Wednesday, 17 August 2011

Dream a little dream of me

Despite it not being the night before results until today, I had a terrible night's sleep yesterday. I accidentally fell asleep on the sofa from 10-12, so I went to bed after that and couldn't get back to sleep - typical. After about an hour I must have dozed off, only to be woken up by the hoover right outside my bedroom door at 3am... I was so confused and scared that I didn't get out of bed to see what was happening! My brother's excuse this morning was that there was a massive spider in his room. That sounds like something I would do, just not in the middle of the night! Once I got back to sleep, I had some freaky dreams.

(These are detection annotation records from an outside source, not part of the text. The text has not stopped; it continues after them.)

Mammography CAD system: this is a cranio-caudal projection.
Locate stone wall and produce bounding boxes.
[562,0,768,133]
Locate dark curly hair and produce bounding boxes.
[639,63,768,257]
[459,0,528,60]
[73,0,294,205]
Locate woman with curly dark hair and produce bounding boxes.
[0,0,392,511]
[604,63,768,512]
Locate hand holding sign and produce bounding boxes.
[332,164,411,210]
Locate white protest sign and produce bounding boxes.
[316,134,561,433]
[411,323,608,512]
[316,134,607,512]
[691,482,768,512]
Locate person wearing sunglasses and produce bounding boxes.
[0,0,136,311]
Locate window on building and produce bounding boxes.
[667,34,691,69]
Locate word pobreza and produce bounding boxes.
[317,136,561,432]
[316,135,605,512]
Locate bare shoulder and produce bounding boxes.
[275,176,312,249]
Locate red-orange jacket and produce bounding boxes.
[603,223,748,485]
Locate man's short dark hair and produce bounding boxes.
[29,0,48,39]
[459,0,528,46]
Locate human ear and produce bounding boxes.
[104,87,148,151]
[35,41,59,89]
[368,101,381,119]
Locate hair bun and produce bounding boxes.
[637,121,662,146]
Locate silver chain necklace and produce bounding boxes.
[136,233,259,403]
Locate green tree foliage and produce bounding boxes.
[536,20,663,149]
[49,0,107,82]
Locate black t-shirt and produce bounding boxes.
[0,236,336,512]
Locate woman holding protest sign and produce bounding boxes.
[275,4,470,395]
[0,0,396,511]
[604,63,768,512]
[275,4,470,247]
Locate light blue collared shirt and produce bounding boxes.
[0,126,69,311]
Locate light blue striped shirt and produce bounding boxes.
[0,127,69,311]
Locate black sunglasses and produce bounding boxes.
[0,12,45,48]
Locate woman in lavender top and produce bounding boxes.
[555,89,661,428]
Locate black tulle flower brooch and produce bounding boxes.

First, everyone was getting their results (you all did great by the way!) and I was so happy for everyone. Then Laura, Hannah and I were at my house, and I suddenly gasped, having realised that I never collected my own results! So then the three of us were standing on a dual carraigeway, as you do, and this bright yellow car drove right into us. It was kind of dream-like though, not a real crash. We were so outraged and I managed to crush the bonnet of this woman's car out of frustration! I woke up feeling very sad - I didn't have my results. Why hadn't my mum called to say why she wasn't home yet? (She's actually not due back until tomorrow) And why hadn't I rung my Dad like I promised?! Wow. I think I'm crazy. The only upside to horrible dreams is the realisation that they didn't happen when you wake up. Still, I'd rather not go through the trauma in the first place! Apparently the anticipation of getting my results is getting to me more than I thought!